I got these cookies from Cindy Hopper's lovely craft blog Skip to My Lou, and while she is not herself Australian, the recipe is. It's for something called ANZAC biscuits, and it stands for Australian and New Zealand Army Corps, the idea being that the cookies were sturdy enough to travel intact to far-away loved ones who were fighting in the war. I have to say, however, that I think this may be the recipe equivalent of the game telephone, since these cookies, while perfect, are somewhat fragile and don't seem like they would travel especially intactly. Nonetheless, their Australianness is preserved with the ingredient "Lyle's Golden Syrup." As the daughter of an English woman, I myself grew up with Lyle's Golden Syrup--a honey-colored, sugar-based stickiness-in-a-tin--and, until recently, it was the kind of thing you had to beg traveling relatives to bring home for you from abroad. Now, however, you can buy it in a plastic bottle in all kinds of American stores, and we get ours in the Whole Foods nearby. Cindy uses light corn syrup instead and, given her good taste, I trust that this is a perfectly acceptable substitution.
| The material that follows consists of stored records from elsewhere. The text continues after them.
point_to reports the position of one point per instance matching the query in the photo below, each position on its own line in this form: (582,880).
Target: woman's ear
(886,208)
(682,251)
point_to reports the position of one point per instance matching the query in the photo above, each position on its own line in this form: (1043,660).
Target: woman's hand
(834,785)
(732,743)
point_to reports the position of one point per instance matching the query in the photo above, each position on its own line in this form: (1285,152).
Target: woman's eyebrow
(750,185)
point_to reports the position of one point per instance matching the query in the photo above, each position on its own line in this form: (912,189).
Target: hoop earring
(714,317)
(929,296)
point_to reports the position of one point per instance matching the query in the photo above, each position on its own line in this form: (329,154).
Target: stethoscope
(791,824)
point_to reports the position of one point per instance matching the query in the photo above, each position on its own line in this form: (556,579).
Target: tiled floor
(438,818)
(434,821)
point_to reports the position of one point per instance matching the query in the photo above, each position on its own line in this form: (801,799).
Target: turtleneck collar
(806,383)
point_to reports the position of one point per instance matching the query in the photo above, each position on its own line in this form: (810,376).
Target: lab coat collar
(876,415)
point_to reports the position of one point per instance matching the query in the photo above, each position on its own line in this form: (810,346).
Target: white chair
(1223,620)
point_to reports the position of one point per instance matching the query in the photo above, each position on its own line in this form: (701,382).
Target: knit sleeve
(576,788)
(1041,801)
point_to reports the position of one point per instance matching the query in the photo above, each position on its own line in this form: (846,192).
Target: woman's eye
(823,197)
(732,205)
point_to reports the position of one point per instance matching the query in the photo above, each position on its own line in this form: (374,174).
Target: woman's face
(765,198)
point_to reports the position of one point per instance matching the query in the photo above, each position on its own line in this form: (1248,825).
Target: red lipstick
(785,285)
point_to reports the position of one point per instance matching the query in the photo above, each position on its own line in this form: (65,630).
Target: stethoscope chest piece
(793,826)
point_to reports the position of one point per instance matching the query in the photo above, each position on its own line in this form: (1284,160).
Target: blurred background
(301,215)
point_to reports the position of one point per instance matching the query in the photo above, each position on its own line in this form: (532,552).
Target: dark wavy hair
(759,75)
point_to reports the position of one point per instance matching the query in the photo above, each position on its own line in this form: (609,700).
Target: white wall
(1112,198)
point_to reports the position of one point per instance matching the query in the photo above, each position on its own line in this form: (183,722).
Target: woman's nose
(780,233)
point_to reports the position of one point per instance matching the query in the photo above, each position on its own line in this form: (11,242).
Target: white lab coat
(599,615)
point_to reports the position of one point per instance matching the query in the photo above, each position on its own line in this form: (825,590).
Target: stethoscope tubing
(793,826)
Also, while I'm at being all English and everything, I should tell you my mum's theory about sickness: "A little of what you fancy does you good." Which explains why a cookie, while not exactly laden with vitamin C or zinc or antioxidants or codeine, can actually make a person feel much, much better.

This is Birdy in 2009. Sigh.
Perfect Oatmeal Cookies
Makes 3 dozen.
active time: 20 minutes; total time: 1 hour

Adapted from Cindy Hopper's ANZAC Biscuits recipe, and reprinted with her gracious permission. Please do note the low oven temperature.

Ingredients
1 cup rolled oats
3/4 cup sweetened, flaked coconut
1 cup flour (now, in 2014, I use half spelt, because that's how I roll these days)
1 cup sugar
1/2 teaspoon kosher salt (or half as much table salt)
1 stick butter (I use salted)
1 tablespoon Lyle's Golden Syrup (or light corn syrup)
1 teaspoon baking soda
2 tablespoons boiling water

Heat the oven to 300 and prepare a large cookie sheet: I cover mine with parchment paper for even browning and easy clean-up, but you could grease it instead. In a large bowl, stir together the oats, coconut, flour, sugar and salt. Meanwhile melt the butter and syrup together in a small pot over low heat. Stir the baking soda into the boiling water, then stir this into the butter and syrup and pour all of it over the dry ingredients. Stir well, then drop cookie-sized amounts (we use a heaping melon baller, which is about 2 teaspoons I think) onto the baking sheets, leaving plenty of space for them to spread.

Bake for 12-15 minutes, switching the pan around if you need to for even baking, until the cookies are golden all over and quite brown on the edges (keep an eye on them--they can burn quickly); the cookies will look puffy when you remove them from the oven, and then they will sink and go a bit lacy. Leave them on the cookie sheet for 3 or 4 minutes before removing them with a spatula to cool on a rack; if you go at them too early, they will fall all to pieces. Repeat: it will take 3 batches to get all the cookies baked. Yum.